En materia de orden público e inteligencia, de la Espriella justificó la necesidad de tejer alianzas sólidas con aliados internacionales para blindar el territorio nacional. El jefe de Estado enfatizó en la urgencia de coordinar esfuerzos operacionales e inteligencia compartida, argumentando categóricamente que "ningún Estado puede derrotar por sí solo estructuras que operan a escala global", fijando como prioridad la colaboración activa entre las que denominó "naciones libres".

En el plano económico, el mandatario situó al comercio internacional en el centro de su agenda de gobierno, asegurando que la diplomacia será una herramienta directa para impulsar la industria nacional. "La política exterior es un poderoso instrumento para el crecimiento económico", sostuvo de la Espriella ante la multitud en Cali.
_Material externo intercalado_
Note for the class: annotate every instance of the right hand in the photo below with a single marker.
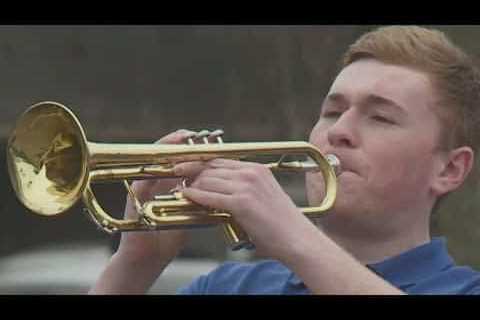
(153, 247)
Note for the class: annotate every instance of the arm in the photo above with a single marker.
(278, 228)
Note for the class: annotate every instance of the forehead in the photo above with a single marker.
(402, 84)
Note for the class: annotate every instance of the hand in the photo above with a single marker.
(250, 192)
(153, 247)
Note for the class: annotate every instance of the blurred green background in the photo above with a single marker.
(137, 83)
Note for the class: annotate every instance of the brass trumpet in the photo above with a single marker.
(52, 165)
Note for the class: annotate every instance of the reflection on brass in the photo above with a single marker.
(52, 165)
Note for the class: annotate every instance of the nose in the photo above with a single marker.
(342, 133)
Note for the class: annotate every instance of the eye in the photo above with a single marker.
(383, 119)
(331, 114)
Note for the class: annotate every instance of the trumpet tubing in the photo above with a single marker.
(52, 166)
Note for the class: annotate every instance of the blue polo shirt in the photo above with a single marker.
(427, 269)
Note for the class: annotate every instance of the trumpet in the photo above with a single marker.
(52, 166)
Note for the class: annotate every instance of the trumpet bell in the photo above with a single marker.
(47, 158)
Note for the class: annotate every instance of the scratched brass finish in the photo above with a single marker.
(52, 165)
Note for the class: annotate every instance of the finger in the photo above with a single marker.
(214, 184)
(206, 198)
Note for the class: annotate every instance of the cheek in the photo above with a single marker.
(318, 135)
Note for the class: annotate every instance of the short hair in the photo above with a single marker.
(453, 74)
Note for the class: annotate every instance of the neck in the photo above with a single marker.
(369, 246)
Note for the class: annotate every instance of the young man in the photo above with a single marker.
(401, 117)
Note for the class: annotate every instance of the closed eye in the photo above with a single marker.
(383, 119)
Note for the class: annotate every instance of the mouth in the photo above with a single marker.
(340, 165)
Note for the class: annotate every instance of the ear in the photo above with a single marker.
(453, 170)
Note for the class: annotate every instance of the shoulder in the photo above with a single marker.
(454, 280)
(239, 278)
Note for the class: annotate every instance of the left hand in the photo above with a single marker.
(250, 192)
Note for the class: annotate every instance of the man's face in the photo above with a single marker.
(379, 120)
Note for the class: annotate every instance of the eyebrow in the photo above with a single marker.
(368, 100)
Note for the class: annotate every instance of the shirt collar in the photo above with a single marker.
(409, 267)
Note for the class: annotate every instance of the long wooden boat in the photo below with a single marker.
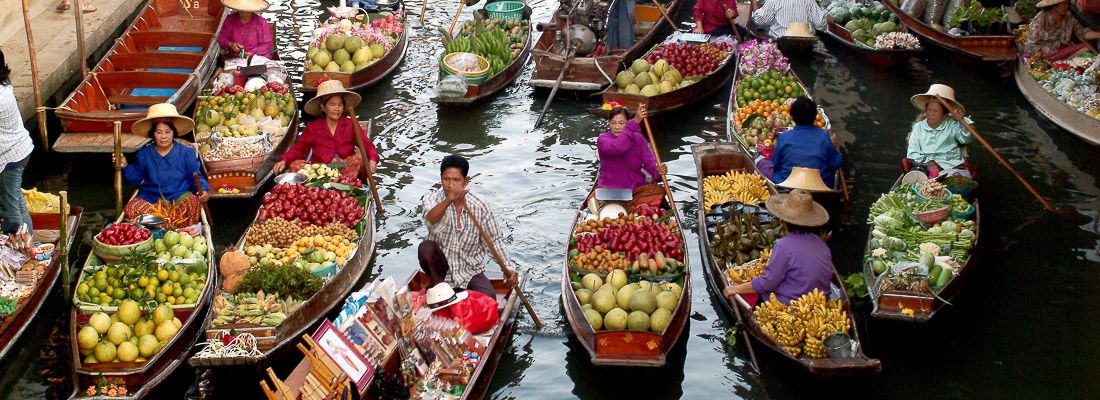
(1081, 125)
(627, 348)
(593, 73)
(13, 325)
(141, 378)
(273, 341)
(924, 306)
(167, 55)
(716, 158)
(974, 47)
(705, 87)
(363, 79)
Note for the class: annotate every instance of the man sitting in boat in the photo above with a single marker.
(805, 145)
(454, 251)
(801, 262)
(935, 144)
(624, 153)
(164, 170)
(778, 14)
(244, 33)
(330, 139)
(1053, 32)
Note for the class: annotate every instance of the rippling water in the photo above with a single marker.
(1025, 326)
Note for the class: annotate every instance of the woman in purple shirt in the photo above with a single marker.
(624, 153)
(801, 262)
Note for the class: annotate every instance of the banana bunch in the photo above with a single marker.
(734, 186)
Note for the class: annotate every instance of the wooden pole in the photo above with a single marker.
(34, 79)
(504, 268)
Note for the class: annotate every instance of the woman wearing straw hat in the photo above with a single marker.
(332, 136)
(801, 262)
(1052, 32)
(164, 170)
(244, 33)
(936, 142)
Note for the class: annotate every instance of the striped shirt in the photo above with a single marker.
(15, 142)
(779, 13)
(462, 245)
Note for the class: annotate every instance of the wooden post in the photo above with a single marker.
(34, 79)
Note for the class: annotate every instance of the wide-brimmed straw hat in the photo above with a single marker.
(442, 296)
(250, 6)
(921, 101)
(798, 208)
(809, 179)
(327, 89)
(163, 112)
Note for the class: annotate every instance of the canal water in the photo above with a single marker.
(1024, 328)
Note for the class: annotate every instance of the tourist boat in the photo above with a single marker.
(716, 158)
(593, 73)
(273, 341)
(974, 47)
(14, 324)
(628, 348)
(890, 304)
(141, 378)
(362, 79)
(167, 54)
(1081, 125)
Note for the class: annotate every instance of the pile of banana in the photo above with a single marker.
(802, 326)
(251, 308)
(734, 186)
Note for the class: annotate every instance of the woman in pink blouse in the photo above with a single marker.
(244, 33)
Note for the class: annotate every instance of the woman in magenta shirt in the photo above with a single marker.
(624, 153)
(245, 32)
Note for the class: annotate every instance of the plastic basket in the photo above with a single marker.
(505, 10)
En ese sentido, prometió revisar y fortalecer los Tratados de Libre Comercio (TLC) vigentes, abrir nuevos acuerdos e iniciar de inmediato la eliminación de gravámenes a la exportación: "Esas barreras arancelarias desaparecerán para el beneficio de todos nuestros exportadores".

Para concretar estas metas, el Presidente ordenó una reestructuración inmediata del cuerpo diplomático colombiano, advirtiendo que los embajadores nombrados tendrán metas comerciales precisas.
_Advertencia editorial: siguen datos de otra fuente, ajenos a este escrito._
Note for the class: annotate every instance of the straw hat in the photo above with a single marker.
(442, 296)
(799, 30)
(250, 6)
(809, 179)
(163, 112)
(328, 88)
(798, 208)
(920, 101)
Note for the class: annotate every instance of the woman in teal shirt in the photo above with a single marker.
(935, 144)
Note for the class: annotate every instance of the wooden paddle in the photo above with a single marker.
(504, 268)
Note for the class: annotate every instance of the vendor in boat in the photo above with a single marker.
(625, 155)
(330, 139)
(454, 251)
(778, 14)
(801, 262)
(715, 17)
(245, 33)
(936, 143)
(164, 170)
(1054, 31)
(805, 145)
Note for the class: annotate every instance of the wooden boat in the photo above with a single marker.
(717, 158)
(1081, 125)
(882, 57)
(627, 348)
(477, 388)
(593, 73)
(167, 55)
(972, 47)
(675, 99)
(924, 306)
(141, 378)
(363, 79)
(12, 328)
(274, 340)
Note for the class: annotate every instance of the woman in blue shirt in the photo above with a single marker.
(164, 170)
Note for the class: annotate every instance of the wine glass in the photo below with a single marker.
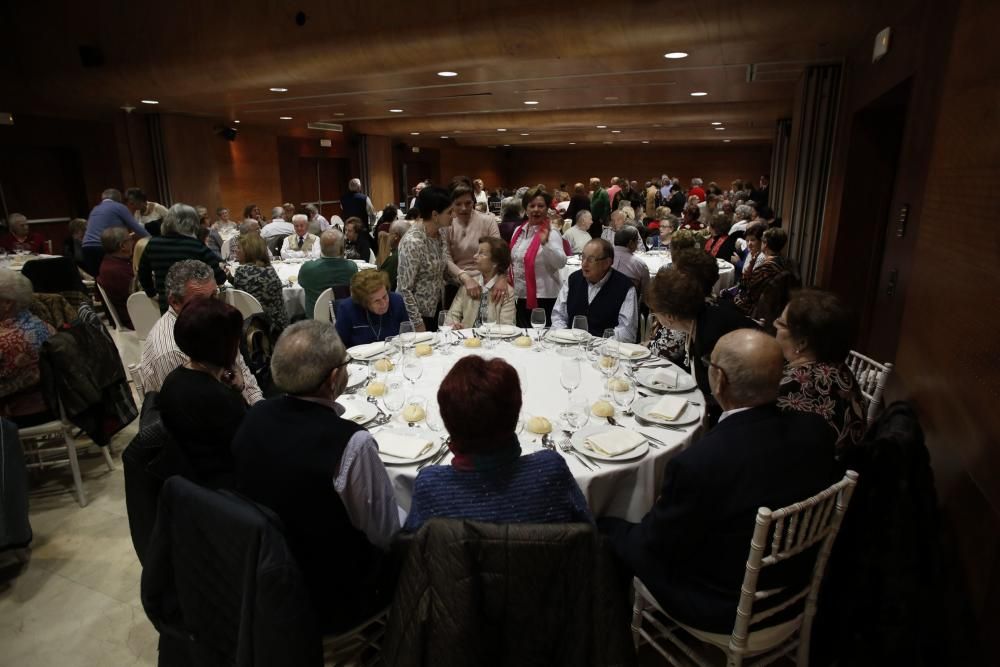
(444, 331)
(538, 322)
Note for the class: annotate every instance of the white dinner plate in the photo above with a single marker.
(359, 412)
(393, 460)
(580, 445)
(685, 382)
(690, 415)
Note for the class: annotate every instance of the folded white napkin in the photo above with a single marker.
(367, 351)
(615, 442)
(629, 350)
(666, 377)
(402, 446)
(668, 408)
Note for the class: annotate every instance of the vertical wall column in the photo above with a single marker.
(813, 130)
"Designaré embajadores que representen dignamente a Colombia y que además abran puertas, faciliten la conquista de nuevos mercados, atraigan inversión, identifiquen oportunidades y acompañen activamente a nuestros empresarios en el mundo", sentenció el mandatario durante su alocución.

Las claves del tema, en tres preguntas:

¿Por qué el presidente Abelardo de la Espriella propone reestructurar el trabajo de los embajadores?

La decisión responde a la necesidad de convertir las delegaciones diplomáticas en motores de desarrollo comercial e inversión privada. El planteamiento del Ejecutivo exige superar el modelo de diplomacia tradicional para transformarlo en una gestión activa en favor del empresariado colombiano. En palabras del propio jefe de Estado desde la capital del Valle del Cauca, "cada embajada deberá convertirse en un instrumento eficaz al servicio del desarrollo y la protección y proyección internacional de Colombia ante el mundo".

¿Cuál es el enfoque en materia de seguridad regional planteado desde Cali?

La estrategia de seguridad se fundamenta en la cooperación multilateral y el intercambio de inteligencia operacional entre gobiernos aliados para combatir redes delictivas transnacionales. Para la Casa de Nariño, las fronteras no pueden ser un obstáculo para la persecución del delito, por lo que la prioridad diplomática será "compartir información estratégica y fortalecer la acción conjunta de las naciones libres frente a las amenazas que afectan la seguridad nacional y regional".

¿De qué manera la política comercial anunciada afectará a los exportadores nacionales?

El plan gubernamental garantiza el respaldo del Estado a la producción nacional que compite en el exterior, combinando la apertura de nuevos mercados con la supresión paulatina de trabas tributarias en las fronteras. El objetivo central es blindar a la industria colombiana en el escenario global, un compromiso que el mandatario resumió al afirmar que "ningún exportador volverá a sentirse solo cuando defienda su derecho a competir en condiciones justas o cuando salga a conquistar nuevos mercados".